The factor diagram gives you a big picture sense of the solution: there are 5 factors, and the items vary in how much they load (correlate) with each factor. The output is a little harder to parse, but notice that items also correlate with other factors. Factors also correlate with other factors. You also get some model fit indices, which give you a sense of how much the model implied correlation matrix deviates from the original matrix (like residuals in regression). For more information about the output, see help(fa).

Compare correlations among factors extracted from each model

Refit models to make later code easier to read (i.e., so you don’t have to read code for one function nested inside another function)

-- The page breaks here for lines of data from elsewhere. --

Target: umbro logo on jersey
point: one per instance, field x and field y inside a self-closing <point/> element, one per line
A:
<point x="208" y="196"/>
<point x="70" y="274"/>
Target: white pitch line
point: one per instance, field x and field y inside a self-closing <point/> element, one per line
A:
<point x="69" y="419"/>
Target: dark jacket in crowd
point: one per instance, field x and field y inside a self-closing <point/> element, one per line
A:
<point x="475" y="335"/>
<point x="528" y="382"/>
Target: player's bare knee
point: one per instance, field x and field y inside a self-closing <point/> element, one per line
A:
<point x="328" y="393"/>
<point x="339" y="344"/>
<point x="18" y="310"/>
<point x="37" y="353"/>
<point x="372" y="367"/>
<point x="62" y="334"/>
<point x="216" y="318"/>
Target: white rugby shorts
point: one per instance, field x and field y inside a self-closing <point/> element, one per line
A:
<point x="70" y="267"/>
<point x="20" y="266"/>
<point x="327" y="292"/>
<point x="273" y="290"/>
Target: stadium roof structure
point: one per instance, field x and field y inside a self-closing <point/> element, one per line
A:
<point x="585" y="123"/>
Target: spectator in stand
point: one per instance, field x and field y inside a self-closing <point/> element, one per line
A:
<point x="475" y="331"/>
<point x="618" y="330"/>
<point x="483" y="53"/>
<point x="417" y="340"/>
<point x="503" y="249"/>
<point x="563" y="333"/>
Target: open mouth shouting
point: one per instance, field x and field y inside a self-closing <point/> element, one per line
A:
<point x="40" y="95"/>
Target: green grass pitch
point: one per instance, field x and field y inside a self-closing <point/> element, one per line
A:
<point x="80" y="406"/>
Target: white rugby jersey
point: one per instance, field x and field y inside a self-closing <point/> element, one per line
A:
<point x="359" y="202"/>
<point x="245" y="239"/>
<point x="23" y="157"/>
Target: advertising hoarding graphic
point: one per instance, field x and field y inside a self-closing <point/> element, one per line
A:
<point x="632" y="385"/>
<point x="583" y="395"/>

# fit principal componenets analysis
principal.fit1 <- principal(bfi25, nfactors = 5, rotate = "varimax")

# fit factor analysis
fa.fit1 <- fa(bfi25, nfactors = 5, rotate = "oblimin", fm = "minres")

Are the factors and components congruent?

help(factor.congruence)
“Given two sets of factor loadings, report their degree of congruence (vector cosine). Although first reported by Burt (1948), this is frequently known as the Tucker index of factor congruence.”

factor.congruence(list(principal.fit1, fa.fit1)) %>% 
  as.data.frame() %>% 
  mutate(factor1 = rownames(.)) %>% 
  gather(key = factor2, value = r, -factor1) %>% 
  ggplot(mapping = aes(x = factor1, y = factor2, fill = r, label = r)) +
  geom_tile() +
  geom_text() +
  scale_fill_gradient2()

Interpretation

MR variables refer to factors from the common factor model, and RC variable refer to components from the components model. Darker blue tiles suggest two factors are more congruent, and whiter and darker red tiles suggest two “factors”¹ are less congruent. These give you a sense of how different the loadings are depending on the model you use. In this case, we used one model that assumes all variance is common and the factors are uncorrelated (Component Analysis) and another model that assumes some variance is common but some is also special or due to error, and factors are correlated (Common Factor Analysis).

Full circle: Use the Non-Metric Multidimensional Scaling procedure on Big Five Inventory items

Save the correlation matrix and convert it to distance

help(corFiml)
“In the presence of missing data, Full Information Maximum Likelihood (FIML) is an alternative to simply using the pairwise correlations. The implementation in the lavaan package for structural equation modeling has been adapted for the simpler case of just finding the correlations or covariances.”

# save correlation matrix
r <- corFiml(bfi25)

# convert to distance matrix
bfi.d <- sqrt(2 * (1 - r))

Kruskal’s Non-metric Multidimensional Scaling

2-dimensions, because 5 dimensions would be bonkers help(isoMDS)
“This chooses a k-dimensional (default k = 2) configuration to minimize the stress, the square root of the ratio of the sum of squared differences between the input distances and those of the configuration to the sum of configuration distances squared. However, the input distances are allowed a monotonic transformation.”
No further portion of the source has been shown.